Probe level data is used to examine the correlation structure among the N probes that have the same nominal target. Sometimes several probes are badly behaved or contain SNPs or indels. The well-behaved probes were then be used in GN1, at the user's discretion, to make an eigengene that sometimes performs quite a bit better than the Affymetrix probeset. Essentially, the user could design their own probesets. And the probe level data is quite fascinating to dissect some types of cis-eQTLs—the COMT story I have attached is a good example. Here is figure 1 that exploits this unique feature:
Ideally, the probe level data would be in GN2 with the same basic functions as in GN1.
All we need in GN2/3 is a new table to display the probe level expression (mean) with their metadata (melting temperature, sequence, location, etc). The probeset ID is the Table header and name (the parent), and the probes in the table are the children. Using our now standard DataTable format should work well. We have a similar parent-child relation among traits with peptides and proteins. All of the peptides of a single protein are should have the same parent probeset/protein. And peptides could be entered as "probes" in the same way that we did for Affymetrix.

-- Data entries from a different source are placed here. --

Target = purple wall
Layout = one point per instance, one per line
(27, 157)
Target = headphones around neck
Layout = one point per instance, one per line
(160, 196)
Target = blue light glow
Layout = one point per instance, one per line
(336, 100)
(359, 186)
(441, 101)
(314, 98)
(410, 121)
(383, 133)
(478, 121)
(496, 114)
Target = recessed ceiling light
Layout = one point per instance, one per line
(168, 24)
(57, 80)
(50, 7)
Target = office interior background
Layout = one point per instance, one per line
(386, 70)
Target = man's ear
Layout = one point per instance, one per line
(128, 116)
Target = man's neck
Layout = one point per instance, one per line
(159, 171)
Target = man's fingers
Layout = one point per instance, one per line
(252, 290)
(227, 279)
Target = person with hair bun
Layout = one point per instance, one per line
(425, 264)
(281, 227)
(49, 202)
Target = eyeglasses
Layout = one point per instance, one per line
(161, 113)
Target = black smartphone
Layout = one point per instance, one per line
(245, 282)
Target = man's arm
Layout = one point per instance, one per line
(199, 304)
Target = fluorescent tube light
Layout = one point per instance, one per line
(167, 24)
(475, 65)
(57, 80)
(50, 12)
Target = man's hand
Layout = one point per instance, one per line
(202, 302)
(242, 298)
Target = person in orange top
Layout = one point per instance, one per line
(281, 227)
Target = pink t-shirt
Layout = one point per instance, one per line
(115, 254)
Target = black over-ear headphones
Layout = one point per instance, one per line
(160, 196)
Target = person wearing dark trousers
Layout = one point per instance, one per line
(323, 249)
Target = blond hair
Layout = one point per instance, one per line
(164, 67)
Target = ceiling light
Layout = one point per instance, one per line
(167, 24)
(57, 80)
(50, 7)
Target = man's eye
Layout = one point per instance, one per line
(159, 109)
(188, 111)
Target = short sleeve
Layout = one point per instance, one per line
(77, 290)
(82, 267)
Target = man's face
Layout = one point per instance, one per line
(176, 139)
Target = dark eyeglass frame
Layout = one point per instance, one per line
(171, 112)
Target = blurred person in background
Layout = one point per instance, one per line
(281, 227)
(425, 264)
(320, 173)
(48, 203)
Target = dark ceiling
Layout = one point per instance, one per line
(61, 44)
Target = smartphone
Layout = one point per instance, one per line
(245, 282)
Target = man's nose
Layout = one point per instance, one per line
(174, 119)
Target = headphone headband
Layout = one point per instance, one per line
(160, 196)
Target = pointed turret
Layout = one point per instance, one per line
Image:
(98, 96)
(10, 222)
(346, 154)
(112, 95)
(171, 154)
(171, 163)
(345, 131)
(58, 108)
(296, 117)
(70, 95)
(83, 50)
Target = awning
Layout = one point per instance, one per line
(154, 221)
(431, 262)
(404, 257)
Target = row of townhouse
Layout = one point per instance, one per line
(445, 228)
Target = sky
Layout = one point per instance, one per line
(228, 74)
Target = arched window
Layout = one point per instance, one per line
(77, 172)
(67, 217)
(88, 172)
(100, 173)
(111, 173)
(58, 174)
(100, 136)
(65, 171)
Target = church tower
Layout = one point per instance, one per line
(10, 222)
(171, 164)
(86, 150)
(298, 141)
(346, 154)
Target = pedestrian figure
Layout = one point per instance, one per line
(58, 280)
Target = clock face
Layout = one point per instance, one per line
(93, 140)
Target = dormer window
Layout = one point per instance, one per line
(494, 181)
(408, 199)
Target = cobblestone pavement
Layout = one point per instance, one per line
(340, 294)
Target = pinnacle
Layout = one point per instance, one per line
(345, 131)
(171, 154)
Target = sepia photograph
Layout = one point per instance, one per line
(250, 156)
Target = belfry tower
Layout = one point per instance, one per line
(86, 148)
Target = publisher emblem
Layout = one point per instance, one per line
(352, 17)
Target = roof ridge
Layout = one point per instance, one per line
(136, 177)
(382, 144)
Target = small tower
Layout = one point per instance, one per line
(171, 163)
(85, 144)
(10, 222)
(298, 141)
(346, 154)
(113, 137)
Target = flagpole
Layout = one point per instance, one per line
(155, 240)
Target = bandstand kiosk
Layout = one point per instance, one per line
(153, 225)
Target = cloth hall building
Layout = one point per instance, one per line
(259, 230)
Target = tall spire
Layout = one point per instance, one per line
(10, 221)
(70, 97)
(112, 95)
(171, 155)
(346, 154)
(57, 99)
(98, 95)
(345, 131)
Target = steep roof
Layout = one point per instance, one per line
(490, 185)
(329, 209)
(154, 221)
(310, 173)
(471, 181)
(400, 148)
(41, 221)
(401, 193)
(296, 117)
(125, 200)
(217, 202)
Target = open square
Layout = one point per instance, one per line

Arun—I wonder whether this hierarchy could be usefully combined to handle time-series data. Probably not ;-) In the case of probes and probesets there is almost never any overlap of probe sequence—all are disjoint. That is also usually true of peptides and proteins.
Pjotr, the reason we have not added much probe level data to GN1 or GN2 is because we did not have the bandwidth. Arthur simply did not have time and I did not push the issue. Instead we just started loading the probe level data separately as if they were probesets. This is what we have done for peptide data and the reason that there are now "parallel" data sets—one labeled "protein" and another as "peptide" or as "gene level" and "exon level". We just collapse the hierarchy.